Buffy didn’t want to answer Jo. She didn’t want to think about Spike. She wanted to think about her hopeless situation. Yeah, that sounded a lot better. “I think I sense it getting stronger that-a-way.” There was only one way – the tunnel didn’t fork – so the direction she indicated couldn’t possibly be wrong.

Jo made a clicking noise with her tongue but said nothing. She walked another fifty feet, then pulled up. “Something’s blocking the tunnel.”

Buffy stepped forward, her hands splayed in front of her. She felt out and stepped around a few large rocks before a block of less-black emerged from the dark. She pressed her palms to it, disrupting a few tiny pebbles from the muddy mass of rubble.

“Geez, what’s with all the stupid cave-ins around here?” Jo asked.

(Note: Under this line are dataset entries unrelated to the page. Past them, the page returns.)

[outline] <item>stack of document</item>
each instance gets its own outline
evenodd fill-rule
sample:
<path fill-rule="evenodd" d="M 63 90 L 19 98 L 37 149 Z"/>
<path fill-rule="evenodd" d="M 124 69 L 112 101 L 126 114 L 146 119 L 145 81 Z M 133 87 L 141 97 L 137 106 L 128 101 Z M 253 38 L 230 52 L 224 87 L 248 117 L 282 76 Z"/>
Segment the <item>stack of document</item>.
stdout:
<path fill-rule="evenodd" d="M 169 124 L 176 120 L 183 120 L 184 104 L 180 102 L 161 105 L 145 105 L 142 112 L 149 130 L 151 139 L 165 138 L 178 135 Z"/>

Buffy kept her hands on the wall, feeling power thrumming through from the other side. Even the tunnel did lead to what she wanted – and she couldn’t be sure of that, now could she? – she couldn’t reach it. She’d never reach it.

Buffy didn’t remember her mother – not her name, or her looks, or her smell. But she remembered children’s stories that her mother must have read her. The Little Engine That Could? She was the Little Engine That Should Have Been Sold for Scrap Years Ago.

“Is your wrist bothering you? Or your leg? You’re shaking. Do you want to sit down for a minute?” Jo’s fingertips brushed Buffy’s shoulder.

Buffy didn’t want to sit down. She wanted – needed – to get drunk. To get high. To get outside of herself and forget about not remembering. Hallucinate her way out of these tunnels. These endless dead ends .

She shook off Jo’s touch. “I’m getting some more hicha. Don’t wait up.”